| 要旨トップ | 目次 | 日本生態学会第71回全国大会 (2024年3月、横浜) 講演要旨
ESJ71 Abstract


一般講演(ポスター発表) P2-196  (Poster presentation)

ニホンミツバチの遺伝的分化と関連する適応形質の探索
Adaptive traits associated with genetic differentiation of the Japanese honeybee, Apis cerana japonica

*若宮健, 岡田泰和(東京都立大学)
*Takeshi WAKAMIYA, Yasukazu OKADA(Tokyo Metropolitan Univ.)

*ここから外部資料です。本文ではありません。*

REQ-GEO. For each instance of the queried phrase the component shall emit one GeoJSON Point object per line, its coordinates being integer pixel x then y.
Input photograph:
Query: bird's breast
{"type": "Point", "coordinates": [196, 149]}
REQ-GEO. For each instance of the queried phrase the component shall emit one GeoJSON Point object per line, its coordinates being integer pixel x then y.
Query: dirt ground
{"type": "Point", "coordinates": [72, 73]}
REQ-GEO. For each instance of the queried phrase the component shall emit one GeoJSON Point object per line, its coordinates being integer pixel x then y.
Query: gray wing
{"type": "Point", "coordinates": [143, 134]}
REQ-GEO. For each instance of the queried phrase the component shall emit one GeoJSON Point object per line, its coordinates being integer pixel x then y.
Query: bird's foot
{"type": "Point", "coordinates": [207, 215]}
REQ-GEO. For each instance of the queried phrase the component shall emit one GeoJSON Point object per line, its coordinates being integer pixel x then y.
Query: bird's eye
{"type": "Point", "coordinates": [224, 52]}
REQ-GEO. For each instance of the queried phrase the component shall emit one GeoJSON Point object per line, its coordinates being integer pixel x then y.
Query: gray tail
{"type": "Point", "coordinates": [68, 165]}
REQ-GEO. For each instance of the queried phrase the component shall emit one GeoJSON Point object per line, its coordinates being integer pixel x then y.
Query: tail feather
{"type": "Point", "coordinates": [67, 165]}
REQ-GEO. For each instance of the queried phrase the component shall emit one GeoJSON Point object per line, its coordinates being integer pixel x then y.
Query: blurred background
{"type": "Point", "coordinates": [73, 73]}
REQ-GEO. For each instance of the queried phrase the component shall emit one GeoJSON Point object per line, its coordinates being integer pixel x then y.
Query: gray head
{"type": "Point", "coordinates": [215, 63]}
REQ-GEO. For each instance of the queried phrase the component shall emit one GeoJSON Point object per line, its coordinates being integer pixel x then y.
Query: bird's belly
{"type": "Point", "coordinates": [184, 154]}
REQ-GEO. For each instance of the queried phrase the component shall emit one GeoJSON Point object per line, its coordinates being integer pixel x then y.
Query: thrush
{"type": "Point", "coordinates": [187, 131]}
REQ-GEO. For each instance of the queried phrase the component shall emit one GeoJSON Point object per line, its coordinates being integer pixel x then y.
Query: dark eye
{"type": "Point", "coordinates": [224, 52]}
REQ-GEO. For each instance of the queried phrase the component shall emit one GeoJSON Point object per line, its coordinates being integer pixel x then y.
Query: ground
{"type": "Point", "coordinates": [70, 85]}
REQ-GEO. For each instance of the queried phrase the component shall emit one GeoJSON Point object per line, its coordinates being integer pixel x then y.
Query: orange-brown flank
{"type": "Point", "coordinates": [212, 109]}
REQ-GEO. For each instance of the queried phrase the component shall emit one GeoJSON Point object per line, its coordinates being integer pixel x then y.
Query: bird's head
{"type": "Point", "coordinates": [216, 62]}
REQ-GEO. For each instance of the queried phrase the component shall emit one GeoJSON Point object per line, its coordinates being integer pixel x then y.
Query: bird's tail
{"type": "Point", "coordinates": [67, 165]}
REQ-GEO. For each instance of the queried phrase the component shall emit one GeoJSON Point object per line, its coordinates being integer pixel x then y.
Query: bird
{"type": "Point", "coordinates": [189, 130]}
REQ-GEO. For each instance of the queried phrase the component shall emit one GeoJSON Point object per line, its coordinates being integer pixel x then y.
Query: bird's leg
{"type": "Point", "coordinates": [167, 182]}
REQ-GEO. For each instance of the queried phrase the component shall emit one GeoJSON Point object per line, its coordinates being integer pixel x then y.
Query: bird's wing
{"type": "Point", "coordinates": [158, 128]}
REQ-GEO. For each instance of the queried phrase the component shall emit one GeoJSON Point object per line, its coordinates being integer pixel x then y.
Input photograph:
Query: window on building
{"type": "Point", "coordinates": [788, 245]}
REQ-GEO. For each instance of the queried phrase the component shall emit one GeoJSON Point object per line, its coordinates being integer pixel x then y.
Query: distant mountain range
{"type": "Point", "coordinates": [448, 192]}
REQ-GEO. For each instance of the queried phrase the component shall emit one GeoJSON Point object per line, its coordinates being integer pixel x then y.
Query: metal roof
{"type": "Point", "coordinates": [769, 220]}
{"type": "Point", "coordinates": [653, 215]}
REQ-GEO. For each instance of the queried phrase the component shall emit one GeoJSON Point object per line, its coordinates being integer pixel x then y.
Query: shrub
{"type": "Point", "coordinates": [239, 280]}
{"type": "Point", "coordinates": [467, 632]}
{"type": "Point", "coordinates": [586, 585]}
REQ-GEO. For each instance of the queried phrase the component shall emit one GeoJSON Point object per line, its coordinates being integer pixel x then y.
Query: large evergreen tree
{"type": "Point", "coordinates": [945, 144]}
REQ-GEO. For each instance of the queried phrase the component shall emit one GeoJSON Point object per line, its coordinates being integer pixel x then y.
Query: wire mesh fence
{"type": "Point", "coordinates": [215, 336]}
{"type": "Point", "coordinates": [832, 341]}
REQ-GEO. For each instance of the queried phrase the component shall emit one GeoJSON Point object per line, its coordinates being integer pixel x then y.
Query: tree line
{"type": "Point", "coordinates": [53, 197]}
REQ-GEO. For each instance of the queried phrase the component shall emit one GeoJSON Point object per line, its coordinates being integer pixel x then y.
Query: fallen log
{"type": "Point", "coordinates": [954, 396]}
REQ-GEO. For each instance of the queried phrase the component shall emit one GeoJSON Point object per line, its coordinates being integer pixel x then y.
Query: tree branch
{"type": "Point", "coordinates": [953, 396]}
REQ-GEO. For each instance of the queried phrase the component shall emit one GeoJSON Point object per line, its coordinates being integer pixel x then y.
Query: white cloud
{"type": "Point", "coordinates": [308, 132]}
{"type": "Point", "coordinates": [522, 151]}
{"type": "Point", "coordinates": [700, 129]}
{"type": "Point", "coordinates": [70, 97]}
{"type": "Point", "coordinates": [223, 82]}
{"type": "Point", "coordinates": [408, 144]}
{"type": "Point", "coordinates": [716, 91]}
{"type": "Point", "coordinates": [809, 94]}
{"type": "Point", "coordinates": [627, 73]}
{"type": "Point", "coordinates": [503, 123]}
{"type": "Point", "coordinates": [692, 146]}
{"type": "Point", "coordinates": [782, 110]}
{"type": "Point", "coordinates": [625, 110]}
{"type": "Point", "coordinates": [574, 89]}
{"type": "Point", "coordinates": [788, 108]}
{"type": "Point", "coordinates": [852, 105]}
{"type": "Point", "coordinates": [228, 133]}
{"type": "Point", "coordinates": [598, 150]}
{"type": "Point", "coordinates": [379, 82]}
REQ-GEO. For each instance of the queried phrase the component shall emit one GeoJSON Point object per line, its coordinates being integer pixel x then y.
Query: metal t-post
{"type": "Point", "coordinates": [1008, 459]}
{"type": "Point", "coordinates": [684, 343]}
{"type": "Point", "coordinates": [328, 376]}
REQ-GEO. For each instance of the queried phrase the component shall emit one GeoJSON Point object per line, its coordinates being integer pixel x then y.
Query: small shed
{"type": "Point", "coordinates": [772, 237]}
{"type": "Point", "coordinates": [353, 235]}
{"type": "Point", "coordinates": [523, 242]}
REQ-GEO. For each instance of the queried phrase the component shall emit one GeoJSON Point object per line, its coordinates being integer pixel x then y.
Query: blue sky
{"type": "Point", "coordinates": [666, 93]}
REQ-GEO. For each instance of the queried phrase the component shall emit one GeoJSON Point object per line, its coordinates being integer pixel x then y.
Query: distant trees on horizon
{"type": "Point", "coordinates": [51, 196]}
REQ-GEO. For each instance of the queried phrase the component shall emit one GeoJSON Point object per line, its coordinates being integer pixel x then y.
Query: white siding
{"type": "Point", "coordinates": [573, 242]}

ニホンミツバチは、本州・九州・四国および一部の離島に生息する野生種である。本亜種の分布する日本列島には、地域ごとに温度・降水量・日照時間などが異なる多様な環境パターンが混在している。これらのことから、日本列島の自然環境が本種の独自の適応進化を駆動している可能性がある。我々の研究グループでは、これまでに、日本全域から採集された計105個体の全ゲノムのリシーケンス解析を実施した(Wakamiya et al., 2023)。集団の遺伝構造の評価では、日本列島内の集団を北部(東北・関東・中部地方)、中央部(中国地方)、南部(九州地方)の3つに区別できた。さらに、これら3集団それぞれで特異的に選択を受けたゲノム領域の検出をPopulation Branch Statistics(PBS)を用いて行った。結果、南部集団で特異的選択を受けた領域の近傍に、ショウジョウバエで寿命や睡眠時間の短縮との関連が報告されているShakerが検出された。本研究では、ニホンミツバチの地域性のあるゲノム領域と生態形質の関係を検証するために、行動トラッキング実験を計画した。具体的には、関東地方で採集したニホンミツバチ個体の実験環境下(明暗条件のあるインキュベータ内)での活動の様子をWebカメラで撮影し、得られた動画からコンピュータプログラムを用いて活動量を算出した。発表では、行動トラッキング実験の測定値とミツバチの遺伝子型の関連について報告予定である。